Daqui para a frente, quando chegarmos ao Serviço de Urgências, os médicos vão atender-nos de pijama e pantufas, já vejo mesmo alguns deles com aquele gorro com o guizo na ponta tipo Noddy e até não será raro encontrarmos fotografias das famílias em cima das mesas, para os médicos se lembrarem de quem deixaram em casa antes de começarem a fazer estas famigeradas horas extraordinárias ILIMITADAS.

O Representante até devia estar bem intencionado quando se referiu ao direito ao descanso, mas até agora estou confusa: como é que direito ao descanso e ao tempo com a família se casa com a expressão horas extraordinárias ilimitadas? Ao contrário do que acontece a nível nacional, aqui a malta come e cala, ou melhor, não come, porque não tem tempo. E não se cala, apedar de ninguém a ouvir.

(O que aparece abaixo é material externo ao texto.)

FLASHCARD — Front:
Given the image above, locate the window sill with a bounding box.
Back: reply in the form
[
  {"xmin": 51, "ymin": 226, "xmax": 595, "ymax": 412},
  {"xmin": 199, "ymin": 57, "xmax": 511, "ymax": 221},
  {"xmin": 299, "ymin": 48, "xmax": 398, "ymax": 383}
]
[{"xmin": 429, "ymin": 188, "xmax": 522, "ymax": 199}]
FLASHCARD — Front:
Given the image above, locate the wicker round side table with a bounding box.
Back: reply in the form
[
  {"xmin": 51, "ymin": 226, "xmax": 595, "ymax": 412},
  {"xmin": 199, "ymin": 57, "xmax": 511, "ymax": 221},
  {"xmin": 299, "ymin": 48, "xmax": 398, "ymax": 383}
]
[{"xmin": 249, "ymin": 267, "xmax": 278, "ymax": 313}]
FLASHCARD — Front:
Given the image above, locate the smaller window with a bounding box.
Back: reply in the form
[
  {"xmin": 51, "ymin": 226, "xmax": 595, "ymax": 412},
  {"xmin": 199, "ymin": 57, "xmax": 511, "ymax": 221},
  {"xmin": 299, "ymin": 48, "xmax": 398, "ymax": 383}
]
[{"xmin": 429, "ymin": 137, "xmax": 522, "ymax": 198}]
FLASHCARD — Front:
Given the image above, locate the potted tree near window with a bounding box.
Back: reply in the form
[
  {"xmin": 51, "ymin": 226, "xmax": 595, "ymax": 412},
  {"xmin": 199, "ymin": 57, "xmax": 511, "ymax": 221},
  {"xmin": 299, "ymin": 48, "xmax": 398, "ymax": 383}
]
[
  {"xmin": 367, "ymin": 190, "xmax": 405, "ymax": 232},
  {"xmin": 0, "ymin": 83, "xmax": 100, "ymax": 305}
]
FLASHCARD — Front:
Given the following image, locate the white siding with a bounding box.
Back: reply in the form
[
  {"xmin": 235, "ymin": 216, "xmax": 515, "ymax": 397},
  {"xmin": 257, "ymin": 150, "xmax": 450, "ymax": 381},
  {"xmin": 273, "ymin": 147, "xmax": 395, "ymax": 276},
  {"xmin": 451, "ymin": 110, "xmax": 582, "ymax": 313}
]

Andei a imaginar os altifalantes das urgências a chamarem o familiar do Dr. José para acompanhá-lo nos dez minutos de pausa a que vai ter direito. Os filhos, em férias de Verão, a dar água ao pai que está de serviço há 96 horas, porque o obrigam a fazer horas ilimitadas e foi traído pelo cansaço a beber soro do frasco de uma velhinha abandonada para a família viajar.

A minha imaginação fértil saiu das Urgências e entrou na Unidade de Cuidados Intensivos, onde os médicos aproveitam as camas vazias e se ligam às máquinas, cansados por terem ali entrado na semana anterior, também estes com direito às visitas da família no horário normal.

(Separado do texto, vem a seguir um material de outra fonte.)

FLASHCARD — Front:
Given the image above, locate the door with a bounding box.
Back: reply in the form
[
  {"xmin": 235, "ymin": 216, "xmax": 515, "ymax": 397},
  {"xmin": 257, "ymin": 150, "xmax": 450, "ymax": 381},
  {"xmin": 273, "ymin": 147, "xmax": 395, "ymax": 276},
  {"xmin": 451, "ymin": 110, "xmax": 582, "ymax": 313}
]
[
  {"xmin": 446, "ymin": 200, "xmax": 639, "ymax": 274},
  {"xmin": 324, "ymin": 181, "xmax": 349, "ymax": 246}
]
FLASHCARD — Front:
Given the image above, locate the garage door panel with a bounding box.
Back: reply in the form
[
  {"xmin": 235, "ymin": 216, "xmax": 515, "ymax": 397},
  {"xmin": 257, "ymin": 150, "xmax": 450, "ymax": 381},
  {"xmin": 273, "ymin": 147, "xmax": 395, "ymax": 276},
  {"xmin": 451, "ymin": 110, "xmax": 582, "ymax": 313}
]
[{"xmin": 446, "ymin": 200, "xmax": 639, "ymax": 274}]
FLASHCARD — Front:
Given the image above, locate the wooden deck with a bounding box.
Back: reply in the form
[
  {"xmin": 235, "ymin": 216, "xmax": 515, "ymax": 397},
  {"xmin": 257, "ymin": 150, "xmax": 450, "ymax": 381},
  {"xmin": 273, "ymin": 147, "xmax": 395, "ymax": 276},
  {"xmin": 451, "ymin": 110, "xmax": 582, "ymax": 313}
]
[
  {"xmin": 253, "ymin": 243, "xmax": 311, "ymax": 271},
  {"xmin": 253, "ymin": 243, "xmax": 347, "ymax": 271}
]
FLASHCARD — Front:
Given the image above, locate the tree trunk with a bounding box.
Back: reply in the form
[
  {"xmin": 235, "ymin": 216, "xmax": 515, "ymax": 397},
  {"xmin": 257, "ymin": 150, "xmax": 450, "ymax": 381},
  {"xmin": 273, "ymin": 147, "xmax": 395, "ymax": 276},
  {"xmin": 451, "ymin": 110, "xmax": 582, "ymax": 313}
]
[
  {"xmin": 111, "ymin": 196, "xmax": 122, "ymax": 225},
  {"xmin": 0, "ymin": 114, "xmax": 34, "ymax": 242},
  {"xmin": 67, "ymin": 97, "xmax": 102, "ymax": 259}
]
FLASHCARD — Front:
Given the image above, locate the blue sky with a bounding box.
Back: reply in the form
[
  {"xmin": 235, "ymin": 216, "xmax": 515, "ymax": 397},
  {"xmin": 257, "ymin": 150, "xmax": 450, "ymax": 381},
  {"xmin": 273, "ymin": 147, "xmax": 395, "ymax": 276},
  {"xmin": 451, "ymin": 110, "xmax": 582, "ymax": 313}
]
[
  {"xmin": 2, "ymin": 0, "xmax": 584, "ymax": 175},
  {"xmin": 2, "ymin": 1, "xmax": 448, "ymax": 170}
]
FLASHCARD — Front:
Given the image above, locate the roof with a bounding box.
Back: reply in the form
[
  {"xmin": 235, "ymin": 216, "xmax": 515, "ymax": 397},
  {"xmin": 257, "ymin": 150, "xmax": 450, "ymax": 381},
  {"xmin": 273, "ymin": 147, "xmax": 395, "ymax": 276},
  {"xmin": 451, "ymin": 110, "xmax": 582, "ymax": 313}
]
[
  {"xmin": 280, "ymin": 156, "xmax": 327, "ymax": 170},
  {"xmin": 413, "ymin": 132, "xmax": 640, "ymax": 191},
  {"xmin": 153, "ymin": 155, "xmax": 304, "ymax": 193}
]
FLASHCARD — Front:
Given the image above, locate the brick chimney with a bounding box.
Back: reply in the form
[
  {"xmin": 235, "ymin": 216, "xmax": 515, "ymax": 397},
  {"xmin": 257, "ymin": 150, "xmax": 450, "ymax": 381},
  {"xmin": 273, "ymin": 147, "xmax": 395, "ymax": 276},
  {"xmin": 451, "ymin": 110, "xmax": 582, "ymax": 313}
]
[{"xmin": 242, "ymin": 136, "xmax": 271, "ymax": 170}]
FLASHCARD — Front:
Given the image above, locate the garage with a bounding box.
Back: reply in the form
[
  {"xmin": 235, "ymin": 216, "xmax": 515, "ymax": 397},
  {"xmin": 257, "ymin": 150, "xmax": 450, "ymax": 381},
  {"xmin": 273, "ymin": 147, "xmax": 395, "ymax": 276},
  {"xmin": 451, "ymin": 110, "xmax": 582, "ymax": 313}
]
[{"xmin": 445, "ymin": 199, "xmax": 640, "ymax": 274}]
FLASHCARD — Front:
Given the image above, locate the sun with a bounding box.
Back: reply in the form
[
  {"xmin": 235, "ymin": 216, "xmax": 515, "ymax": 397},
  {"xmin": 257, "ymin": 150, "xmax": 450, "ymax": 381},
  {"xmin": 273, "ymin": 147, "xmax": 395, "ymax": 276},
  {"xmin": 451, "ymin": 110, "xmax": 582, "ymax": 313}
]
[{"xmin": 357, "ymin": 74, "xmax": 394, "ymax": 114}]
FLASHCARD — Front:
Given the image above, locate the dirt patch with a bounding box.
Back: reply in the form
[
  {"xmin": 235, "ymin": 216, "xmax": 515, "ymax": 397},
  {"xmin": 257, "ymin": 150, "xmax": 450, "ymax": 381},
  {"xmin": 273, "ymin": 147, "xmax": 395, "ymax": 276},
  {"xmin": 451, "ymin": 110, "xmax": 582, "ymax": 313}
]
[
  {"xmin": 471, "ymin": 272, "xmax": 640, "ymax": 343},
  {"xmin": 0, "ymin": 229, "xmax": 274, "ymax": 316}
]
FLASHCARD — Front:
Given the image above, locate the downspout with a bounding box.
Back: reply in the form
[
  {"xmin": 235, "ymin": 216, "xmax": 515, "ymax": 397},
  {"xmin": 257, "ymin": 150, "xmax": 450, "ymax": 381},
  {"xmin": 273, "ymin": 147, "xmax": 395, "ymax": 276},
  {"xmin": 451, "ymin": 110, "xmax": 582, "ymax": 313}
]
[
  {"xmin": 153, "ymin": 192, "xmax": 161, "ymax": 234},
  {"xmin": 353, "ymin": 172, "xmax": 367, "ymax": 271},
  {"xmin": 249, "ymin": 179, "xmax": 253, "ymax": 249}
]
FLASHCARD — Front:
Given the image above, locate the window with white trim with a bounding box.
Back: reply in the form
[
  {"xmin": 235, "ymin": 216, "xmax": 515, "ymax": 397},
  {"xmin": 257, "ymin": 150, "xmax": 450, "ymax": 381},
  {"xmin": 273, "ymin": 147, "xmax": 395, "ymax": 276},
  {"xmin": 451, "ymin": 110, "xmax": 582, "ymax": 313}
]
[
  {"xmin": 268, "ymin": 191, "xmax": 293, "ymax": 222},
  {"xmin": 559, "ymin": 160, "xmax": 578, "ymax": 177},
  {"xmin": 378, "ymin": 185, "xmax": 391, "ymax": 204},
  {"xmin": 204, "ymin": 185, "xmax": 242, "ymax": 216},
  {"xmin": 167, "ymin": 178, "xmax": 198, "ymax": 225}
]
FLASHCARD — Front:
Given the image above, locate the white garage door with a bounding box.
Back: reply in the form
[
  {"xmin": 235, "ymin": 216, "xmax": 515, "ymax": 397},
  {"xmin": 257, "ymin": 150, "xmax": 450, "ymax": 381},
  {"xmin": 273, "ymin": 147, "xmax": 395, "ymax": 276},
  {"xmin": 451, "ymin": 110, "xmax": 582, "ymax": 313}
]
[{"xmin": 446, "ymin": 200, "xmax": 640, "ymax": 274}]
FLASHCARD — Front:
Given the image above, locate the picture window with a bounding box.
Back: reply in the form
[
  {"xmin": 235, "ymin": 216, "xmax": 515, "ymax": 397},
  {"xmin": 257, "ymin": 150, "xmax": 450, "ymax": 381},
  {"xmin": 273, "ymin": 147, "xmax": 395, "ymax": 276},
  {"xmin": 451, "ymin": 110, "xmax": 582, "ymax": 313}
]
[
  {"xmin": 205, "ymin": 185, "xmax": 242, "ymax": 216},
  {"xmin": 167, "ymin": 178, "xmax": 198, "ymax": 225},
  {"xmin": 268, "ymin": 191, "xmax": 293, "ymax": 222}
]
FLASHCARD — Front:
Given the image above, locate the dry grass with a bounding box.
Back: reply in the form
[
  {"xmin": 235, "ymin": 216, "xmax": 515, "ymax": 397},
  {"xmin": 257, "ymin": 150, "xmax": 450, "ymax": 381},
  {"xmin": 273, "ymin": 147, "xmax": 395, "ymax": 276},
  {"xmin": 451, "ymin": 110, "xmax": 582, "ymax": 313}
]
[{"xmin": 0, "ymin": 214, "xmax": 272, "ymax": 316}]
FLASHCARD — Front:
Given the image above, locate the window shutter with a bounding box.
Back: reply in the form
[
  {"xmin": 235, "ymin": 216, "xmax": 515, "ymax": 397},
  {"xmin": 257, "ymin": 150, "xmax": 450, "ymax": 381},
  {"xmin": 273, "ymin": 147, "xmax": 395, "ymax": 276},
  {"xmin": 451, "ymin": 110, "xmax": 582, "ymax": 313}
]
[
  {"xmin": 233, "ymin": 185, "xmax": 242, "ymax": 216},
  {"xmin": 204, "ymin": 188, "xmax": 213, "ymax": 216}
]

Esta minha mente viajada ainda subiu às restantes unidades hospitalares, onde me deparei com um médico a dormir na sala de partos e uma mulher em trabalho de parto a não querer gritar para não o acordar, porque se o homem acorda mal disposto ainda lhe faz um corte até meio das costas de que ela nunca mais se vai esquecer.

Isto vai ser giro, vai. Os médicos nem vão tirar o pijama, porque o descanso a que têm direito é para dividirem as casas de banho com os doentes porque já não vão ter discernimento para chegar às suas, atenderem uma chamada com o estetoscópio em vez do telemóvel, perguntar aos enfermeiros que dia é da semana e depois enfiar o termómetro no nariz em vez de no ouvido de uma criança.

Os meus pensamentos malévolos, esses, vão já longe e imaginam-me a pedir o nome completo, data de nascimento e número da Ordem para ver se está no ponto antes de começar o rol. Se disser tudo torto, está certamente em condições de atender quem aprovou o documento e quem achou que podia seguir para publicação.